Indeed, the wine produced from the 1858 planting is “not a blockbuster” said Gerber, but “a medium-weight Aussie wine with depth, elegance and complexity,” he added.
He also noted that there were opportunities to make more great wines from old ungrafted vines in the Barossa, telling db that there were as many as 142 hectares of vineyards over 100 years old in the region.
However, he said that he was sure that his field blend vineyard was the oldest of its type in the Barossa – as well as the world – stressing that “we have the documents” to prove its planting date of 1858.
One aspect that is key to the benefit of an ungrafted vine, known as planting franc de pied, is drought-resistance, according to Geber.
“If you plant on rootstocks, the roots spread out sideways like an umbrella, and that means that a grafted vine, if there is a lot of rain, will absorb it, but if there is a drought, then you enter sunburn territory,” he said.

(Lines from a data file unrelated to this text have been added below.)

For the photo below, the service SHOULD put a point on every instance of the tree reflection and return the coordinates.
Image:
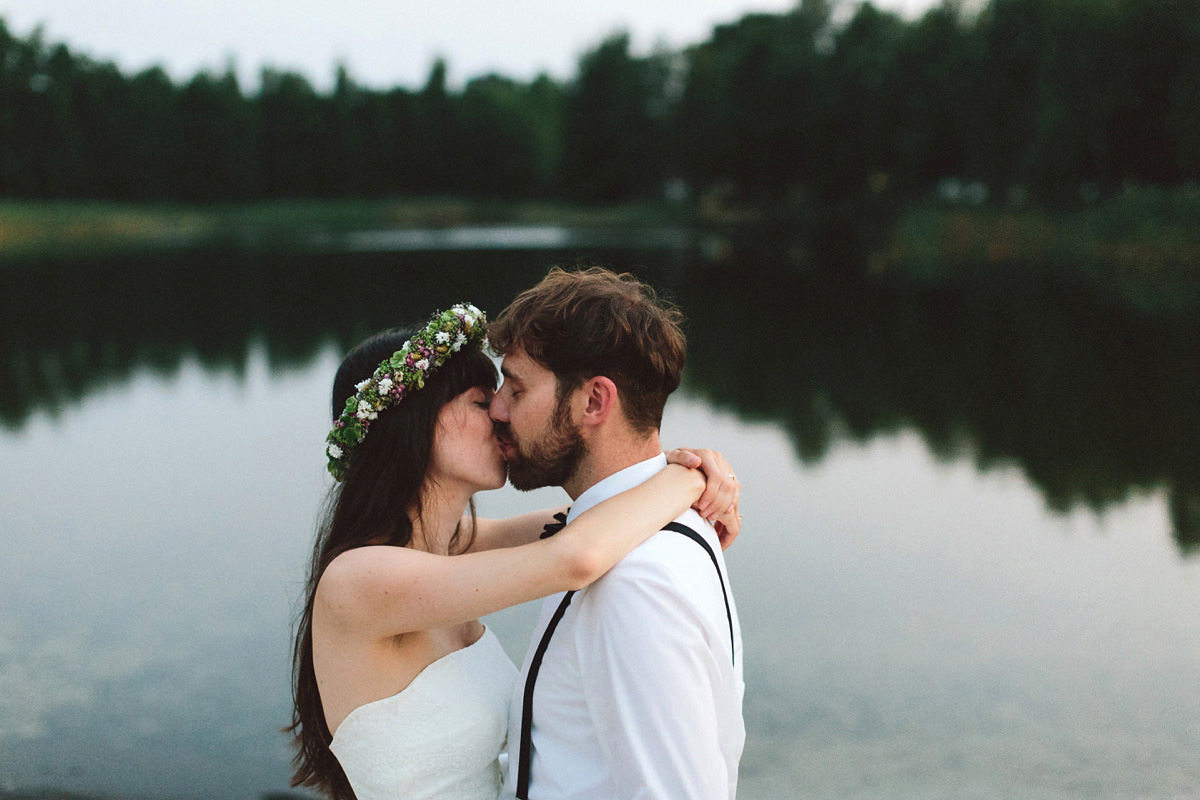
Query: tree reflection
(1051, 370)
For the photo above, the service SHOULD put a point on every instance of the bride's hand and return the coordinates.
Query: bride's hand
(719, 501)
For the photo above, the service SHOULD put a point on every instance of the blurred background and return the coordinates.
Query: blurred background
(941, 270)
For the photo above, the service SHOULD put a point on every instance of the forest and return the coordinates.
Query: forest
(1050, 102)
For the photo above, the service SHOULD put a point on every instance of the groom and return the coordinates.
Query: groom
(631, 686)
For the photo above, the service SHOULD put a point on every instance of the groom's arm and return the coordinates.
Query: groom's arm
(651, 663)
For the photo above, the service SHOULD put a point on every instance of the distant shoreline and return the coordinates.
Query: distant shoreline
(1143, 232)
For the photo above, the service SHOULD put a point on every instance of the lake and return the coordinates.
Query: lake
(969, 565)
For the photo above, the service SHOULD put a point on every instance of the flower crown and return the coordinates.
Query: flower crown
(403, 372)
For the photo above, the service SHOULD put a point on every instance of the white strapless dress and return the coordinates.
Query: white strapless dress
(441, 737)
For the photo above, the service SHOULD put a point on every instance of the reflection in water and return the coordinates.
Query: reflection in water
(1086, 391)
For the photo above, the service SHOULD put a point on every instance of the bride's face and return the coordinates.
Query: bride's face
(466, 451)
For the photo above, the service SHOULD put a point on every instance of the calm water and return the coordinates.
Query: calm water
(970, 503)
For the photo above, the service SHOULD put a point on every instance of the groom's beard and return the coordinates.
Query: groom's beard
(550, 459)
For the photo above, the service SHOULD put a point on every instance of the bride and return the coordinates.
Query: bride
(399, 690)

However, in a drought-struck vintage like 2025, he said that the wines from the ungrafted vines are “magnificent”, because the plants root vertically, and noted that while they may produce low levels of fruit, it is consistent in quality, and quantity. “The average yields of our old vines are always 1-2 tonnes per hectare,” he recorded.

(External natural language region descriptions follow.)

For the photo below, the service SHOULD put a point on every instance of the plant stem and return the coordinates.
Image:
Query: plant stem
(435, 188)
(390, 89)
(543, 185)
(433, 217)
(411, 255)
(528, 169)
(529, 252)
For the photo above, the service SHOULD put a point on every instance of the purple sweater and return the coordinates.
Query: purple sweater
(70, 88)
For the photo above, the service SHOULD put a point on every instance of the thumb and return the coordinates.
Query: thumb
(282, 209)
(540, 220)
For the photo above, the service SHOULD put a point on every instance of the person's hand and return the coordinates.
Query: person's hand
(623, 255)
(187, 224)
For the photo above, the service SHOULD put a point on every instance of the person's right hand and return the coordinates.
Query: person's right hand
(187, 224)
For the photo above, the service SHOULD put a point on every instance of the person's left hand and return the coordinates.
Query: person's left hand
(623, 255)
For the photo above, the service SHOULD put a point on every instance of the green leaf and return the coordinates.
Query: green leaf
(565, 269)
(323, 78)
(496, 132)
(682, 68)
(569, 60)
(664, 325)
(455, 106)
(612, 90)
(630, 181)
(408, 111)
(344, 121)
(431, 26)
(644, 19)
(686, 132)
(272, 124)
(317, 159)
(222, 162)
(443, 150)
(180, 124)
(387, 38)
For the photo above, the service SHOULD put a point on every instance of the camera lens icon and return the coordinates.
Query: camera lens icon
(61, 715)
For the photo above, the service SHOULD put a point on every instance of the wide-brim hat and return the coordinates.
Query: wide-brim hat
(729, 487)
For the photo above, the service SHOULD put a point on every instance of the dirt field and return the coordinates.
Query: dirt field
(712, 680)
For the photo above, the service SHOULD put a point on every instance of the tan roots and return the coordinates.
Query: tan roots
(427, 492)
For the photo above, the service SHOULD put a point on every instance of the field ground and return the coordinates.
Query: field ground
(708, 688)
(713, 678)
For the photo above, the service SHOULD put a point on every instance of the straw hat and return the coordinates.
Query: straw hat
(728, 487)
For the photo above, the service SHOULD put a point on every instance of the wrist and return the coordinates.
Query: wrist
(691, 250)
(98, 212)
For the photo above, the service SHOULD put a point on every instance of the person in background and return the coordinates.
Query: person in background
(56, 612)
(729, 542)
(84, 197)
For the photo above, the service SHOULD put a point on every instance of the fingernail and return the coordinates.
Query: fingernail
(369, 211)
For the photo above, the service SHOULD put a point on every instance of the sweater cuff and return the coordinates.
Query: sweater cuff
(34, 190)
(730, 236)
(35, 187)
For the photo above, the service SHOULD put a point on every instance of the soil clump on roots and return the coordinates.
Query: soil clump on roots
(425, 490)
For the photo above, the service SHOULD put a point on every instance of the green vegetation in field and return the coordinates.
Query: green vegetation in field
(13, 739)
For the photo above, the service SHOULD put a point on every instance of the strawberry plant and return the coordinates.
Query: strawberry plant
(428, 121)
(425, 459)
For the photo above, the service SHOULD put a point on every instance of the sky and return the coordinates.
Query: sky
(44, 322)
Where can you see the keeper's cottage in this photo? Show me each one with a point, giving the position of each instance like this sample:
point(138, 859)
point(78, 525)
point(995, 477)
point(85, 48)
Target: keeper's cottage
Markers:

He also said that the level of treatments on his old vines was much lower, with half the number of passes for spraying fungicides needed compared to younger plantations.
As for the reason why these very old, low-yielding vineyards have survived so much change in the Barossa – including a vine pull scheme in the 1980s – Gerber said it was because such plots produced consistently great results.
“The vineyards are old because they are good, not good because they are old,” he said. He added, “People have protected these vineyards with their lives.”
Looking to the future, he expressed his delight at the increased appreciation for very old ungrafted vineyards, helped by an association such as Franc de Pied, which includes a label to draw attention to wines made from ungrafted vines.
Finally, he said he hoped that such relic vineyards would achieve UNESCO World Heritage status, something that is being campaigned for by the Francs de Pied association.